Enquanto eu cumpria minha rotineira sobrevivência no trabalho,
Ele foi cumprir sua extensa jornada a cerca do mundo.
(Com muito mais paradas para cafés e almoços que eu, diga-se de passagem)
São assim minhas noites,
Acomodado e refém
De uma escravidão mascaradamente remunerada.
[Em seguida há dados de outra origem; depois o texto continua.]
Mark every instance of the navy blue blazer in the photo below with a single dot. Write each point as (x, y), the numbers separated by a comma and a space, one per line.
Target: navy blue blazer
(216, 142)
No retorno pra casa, observo o silêncio de uma cidade fantasma
E me confundo com a calçada, pois
Bem acomodado no fundo do ônibus, sinto-me tão inerte quanto.
E, enquanto, do vazio,
Fantasio e anseio a maciez do meu leito,
Detenho-me com um quadro
Rapidamente emoldurado pela janela por onde entrevejo.
Uma figura estranha, um maltrapilho, talvez andarilho,
Que, devido ao estrépito do motor
Despertou-se do seu inaudito mundo dos sonhos.
E, por uma fração de segundos,
Fitou-me com seus olhos enferrujados pelo tempo
Por tempo suficiente para que eu externasse toda a minha superficialidade
E ele toda a sua profundeza.
Ele,
Um homem pobre.
Eu,
Um pobre homem.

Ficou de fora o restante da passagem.